While solving partial fractions and getting the coefficients, can we know from the beginning that some coefficients will be zero? How?
For example $$\frac{1}{S^2(S^2+4)}=\frac{A}{S^2}+\frac{B}{S}+\frac{CS+D}{S^2+4}$$ If we compute the coefficients, we will get these values $$A=\frac{1}{4}$$ $$B=C=0$$ $$D=\frac{-1}{4}$$ Can we know before solving that B and C will be zeros?
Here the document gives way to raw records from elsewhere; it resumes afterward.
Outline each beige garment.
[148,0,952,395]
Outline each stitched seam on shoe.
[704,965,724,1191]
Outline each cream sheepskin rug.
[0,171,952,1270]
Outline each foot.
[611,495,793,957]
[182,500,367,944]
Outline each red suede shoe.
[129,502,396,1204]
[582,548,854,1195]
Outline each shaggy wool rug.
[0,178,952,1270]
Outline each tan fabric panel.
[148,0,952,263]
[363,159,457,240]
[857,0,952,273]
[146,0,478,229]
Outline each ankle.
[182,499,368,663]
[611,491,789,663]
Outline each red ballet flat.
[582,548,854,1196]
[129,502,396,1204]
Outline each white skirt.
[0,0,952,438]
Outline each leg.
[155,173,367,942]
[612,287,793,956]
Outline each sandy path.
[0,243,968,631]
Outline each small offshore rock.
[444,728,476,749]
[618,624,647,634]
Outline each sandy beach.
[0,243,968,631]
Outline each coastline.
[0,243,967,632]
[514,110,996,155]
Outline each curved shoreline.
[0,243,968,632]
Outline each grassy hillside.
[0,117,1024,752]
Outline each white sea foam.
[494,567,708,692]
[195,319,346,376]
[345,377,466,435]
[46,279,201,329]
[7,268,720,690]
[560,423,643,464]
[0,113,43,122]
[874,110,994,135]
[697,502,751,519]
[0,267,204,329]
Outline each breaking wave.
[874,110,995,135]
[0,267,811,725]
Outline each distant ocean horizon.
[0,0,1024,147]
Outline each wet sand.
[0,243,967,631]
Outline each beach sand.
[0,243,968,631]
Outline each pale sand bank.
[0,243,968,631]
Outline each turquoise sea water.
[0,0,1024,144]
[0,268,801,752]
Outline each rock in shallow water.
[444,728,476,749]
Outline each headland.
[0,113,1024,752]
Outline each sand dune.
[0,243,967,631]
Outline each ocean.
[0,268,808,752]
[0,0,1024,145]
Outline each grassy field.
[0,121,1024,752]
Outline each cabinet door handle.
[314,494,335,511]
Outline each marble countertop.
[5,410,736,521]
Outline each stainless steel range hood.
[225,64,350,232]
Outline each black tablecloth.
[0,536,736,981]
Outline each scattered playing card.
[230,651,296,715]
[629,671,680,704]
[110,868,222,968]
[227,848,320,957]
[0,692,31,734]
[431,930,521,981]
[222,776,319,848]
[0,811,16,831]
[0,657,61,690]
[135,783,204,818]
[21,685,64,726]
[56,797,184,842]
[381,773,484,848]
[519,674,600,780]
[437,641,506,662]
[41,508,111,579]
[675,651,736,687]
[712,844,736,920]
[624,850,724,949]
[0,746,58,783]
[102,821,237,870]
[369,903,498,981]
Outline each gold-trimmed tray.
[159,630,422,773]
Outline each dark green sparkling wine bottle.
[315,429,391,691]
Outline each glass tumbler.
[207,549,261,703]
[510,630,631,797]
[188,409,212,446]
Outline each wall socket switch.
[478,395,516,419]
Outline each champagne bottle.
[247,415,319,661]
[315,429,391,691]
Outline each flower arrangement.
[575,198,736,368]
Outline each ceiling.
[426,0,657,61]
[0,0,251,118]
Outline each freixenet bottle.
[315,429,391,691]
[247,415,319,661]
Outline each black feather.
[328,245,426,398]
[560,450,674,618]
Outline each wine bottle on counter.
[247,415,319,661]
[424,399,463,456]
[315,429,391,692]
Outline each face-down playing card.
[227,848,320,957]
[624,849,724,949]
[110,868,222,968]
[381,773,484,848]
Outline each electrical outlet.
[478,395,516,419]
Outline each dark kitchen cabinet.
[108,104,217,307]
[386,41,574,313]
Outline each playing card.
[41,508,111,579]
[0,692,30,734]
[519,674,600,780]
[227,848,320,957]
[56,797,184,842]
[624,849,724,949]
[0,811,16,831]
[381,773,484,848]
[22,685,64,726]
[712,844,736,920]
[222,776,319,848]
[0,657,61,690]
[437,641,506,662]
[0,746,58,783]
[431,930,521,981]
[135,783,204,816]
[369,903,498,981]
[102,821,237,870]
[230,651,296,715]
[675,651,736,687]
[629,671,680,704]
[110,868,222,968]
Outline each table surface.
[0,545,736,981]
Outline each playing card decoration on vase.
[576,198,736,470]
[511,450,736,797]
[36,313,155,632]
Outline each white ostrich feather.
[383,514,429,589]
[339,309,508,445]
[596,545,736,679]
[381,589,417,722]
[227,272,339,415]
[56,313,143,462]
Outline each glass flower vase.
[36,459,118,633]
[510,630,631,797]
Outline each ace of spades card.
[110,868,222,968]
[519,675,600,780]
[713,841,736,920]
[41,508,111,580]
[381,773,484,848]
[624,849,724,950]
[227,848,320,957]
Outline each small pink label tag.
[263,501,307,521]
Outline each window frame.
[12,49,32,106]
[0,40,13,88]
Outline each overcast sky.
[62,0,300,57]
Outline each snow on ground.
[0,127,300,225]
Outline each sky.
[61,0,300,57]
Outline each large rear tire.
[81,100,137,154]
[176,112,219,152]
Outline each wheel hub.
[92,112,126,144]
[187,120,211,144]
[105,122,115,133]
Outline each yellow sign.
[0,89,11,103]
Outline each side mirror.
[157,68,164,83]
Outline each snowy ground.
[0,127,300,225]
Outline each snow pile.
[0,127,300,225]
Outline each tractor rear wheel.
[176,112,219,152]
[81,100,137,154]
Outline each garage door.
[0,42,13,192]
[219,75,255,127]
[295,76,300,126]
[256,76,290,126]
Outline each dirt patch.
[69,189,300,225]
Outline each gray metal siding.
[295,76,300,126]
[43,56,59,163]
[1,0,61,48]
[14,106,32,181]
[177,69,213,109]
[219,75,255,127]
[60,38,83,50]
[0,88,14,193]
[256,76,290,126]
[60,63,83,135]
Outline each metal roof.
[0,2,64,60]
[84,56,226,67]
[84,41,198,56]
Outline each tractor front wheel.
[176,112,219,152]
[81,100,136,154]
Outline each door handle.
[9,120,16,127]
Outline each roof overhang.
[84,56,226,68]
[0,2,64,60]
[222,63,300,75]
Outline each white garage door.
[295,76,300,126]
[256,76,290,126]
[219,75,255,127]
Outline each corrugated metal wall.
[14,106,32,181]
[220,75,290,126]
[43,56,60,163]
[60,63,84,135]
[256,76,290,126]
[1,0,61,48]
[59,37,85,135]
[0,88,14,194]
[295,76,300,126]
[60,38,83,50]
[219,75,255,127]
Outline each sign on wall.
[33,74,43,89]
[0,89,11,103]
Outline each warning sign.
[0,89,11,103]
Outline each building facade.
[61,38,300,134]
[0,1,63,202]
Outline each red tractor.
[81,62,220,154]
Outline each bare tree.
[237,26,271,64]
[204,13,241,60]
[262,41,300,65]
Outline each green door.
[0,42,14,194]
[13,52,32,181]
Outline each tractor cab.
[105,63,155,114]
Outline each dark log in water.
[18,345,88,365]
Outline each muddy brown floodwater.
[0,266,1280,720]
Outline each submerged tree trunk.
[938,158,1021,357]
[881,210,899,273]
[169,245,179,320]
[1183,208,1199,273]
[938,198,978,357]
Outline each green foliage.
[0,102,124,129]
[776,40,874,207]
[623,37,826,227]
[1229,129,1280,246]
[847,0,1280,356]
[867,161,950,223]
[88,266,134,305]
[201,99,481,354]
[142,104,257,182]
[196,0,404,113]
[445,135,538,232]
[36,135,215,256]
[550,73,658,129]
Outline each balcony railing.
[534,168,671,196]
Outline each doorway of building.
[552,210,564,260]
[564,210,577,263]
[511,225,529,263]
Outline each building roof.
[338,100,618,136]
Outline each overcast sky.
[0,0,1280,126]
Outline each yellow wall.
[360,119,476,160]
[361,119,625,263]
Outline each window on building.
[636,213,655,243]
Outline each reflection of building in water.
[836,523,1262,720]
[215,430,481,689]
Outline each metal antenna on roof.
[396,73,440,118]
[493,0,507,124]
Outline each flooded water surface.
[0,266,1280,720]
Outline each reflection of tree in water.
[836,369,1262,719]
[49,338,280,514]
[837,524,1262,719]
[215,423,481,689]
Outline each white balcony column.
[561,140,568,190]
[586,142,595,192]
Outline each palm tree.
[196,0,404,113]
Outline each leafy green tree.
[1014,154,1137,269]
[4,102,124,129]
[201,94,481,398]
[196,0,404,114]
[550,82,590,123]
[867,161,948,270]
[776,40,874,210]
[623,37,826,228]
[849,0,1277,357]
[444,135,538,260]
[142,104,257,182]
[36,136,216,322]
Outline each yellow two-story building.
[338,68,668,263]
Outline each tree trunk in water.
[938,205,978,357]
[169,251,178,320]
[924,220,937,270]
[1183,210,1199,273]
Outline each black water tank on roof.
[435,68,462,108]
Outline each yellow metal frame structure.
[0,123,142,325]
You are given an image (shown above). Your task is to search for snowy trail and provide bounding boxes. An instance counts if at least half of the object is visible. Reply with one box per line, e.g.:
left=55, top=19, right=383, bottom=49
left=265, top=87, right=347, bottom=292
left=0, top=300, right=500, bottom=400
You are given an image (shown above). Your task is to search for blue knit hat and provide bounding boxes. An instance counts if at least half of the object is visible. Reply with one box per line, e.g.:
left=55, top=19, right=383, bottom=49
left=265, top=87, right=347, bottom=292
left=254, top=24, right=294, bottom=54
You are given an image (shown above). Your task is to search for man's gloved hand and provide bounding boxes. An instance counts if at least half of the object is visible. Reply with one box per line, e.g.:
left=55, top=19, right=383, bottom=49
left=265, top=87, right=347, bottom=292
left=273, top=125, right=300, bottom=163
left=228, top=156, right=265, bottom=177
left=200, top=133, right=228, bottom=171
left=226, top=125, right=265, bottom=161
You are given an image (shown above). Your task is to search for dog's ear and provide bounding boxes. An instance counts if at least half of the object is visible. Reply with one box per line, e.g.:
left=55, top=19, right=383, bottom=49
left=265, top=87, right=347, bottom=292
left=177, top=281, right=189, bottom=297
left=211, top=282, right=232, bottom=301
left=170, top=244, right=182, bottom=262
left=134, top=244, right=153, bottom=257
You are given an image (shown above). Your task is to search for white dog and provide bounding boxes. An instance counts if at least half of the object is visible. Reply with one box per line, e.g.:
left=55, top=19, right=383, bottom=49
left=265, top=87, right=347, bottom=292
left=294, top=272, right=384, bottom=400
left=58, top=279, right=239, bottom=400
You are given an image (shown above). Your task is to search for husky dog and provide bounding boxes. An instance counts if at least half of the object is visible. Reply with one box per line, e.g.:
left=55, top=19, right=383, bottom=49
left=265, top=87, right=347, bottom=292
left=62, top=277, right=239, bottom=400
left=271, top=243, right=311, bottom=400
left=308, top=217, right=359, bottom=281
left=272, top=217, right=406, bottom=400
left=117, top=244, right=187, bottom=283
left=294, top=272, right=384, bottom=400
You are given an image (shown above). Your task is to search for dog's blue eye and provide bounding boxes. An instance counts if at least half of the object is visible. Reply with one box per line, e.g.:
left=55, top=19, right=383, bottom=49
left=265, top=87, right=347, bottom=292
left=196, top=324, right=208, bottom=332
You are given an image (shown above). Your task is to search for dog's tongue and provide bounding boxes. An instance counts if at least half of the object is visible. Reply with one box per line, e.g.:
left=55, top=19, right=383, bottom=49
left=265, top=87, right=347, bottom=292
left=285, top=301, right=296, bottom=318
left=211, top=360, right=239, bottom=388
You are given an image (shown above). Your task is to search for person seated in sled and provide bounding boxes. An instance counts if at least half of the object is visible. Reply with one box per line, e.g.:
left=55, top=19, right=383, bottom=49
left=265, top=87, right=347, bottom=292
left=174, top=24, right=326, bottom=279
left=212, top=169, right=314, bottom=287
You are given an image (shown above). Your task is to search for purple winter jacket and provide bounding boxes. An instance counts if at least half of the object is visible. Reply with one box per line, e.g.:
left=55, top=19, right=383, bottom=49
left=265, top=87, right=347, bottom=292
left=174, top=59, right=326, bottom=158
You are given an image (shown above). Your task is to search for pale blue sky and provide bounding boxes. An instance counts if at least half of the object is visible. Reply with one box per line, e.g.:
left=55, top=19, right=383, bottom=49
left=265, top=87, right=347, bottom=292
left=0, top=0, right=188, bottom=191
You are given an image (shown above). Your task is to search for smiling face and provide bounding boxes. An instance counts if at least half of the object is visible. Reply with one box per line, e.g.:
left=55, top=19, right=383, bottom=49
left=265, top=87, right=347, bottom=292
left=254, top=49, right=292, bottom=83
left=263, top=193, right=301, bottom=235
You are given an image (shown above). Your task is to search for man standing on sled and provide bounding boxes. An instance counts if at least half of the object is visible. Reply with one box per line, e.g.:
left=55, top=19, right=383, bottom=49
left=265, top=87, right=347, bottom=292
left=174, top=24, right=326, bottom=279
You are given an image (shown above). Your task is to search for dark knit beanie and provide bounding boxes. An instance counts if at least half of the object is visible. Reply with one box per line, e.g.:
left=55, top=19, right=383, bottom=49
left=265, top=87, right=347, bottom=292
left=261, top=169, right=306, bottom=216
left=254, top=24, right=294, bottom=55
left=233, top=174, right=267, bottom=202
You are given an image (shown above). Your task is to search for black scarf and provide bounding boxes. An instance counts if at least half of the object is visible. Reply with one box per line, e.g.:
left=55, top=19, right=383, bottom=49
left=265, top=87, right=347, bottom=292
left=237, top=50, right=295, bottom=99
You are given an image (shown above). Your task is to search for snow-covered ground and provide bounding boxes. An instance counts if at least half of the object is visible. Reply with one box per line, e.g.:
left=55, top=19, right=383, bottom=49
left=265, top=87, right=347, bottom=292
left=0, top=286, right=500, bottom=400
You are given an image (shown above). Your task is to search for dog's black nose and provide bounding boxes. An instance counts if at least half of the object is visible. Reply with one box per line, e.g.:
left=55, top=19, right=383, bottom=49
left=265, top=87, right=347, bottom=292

How?
Another example $$\frac{1}{(S^2+1)(S^2+4)}=\frac{AS+B}{S^2+1}+\frac{CS+D}{S^2+4}$$ $$B=\frac{1}{3}$$ $$A=C=0$$ $$D=\frac{-1}{3}$$ I am asking this question because while solving in a book, I found that the book assumed these coefficients to be zero from the beginning, i.e., it is written that $$\frac{1}{S^2(S^2+4)}=\frac{A}{S^2}+\frac{D}{S^2+4}$$ $$\frac{1}{(S^2+1)(S^2+4)}=\frac{B}{S^2+1}+\frac{D}{S^2+4}$$
For the time being, before partial fraction decomposition, let $x=S^2$ and everything will become clear.
After the partial fraction decomposition, just replace $x$ by $S^2$.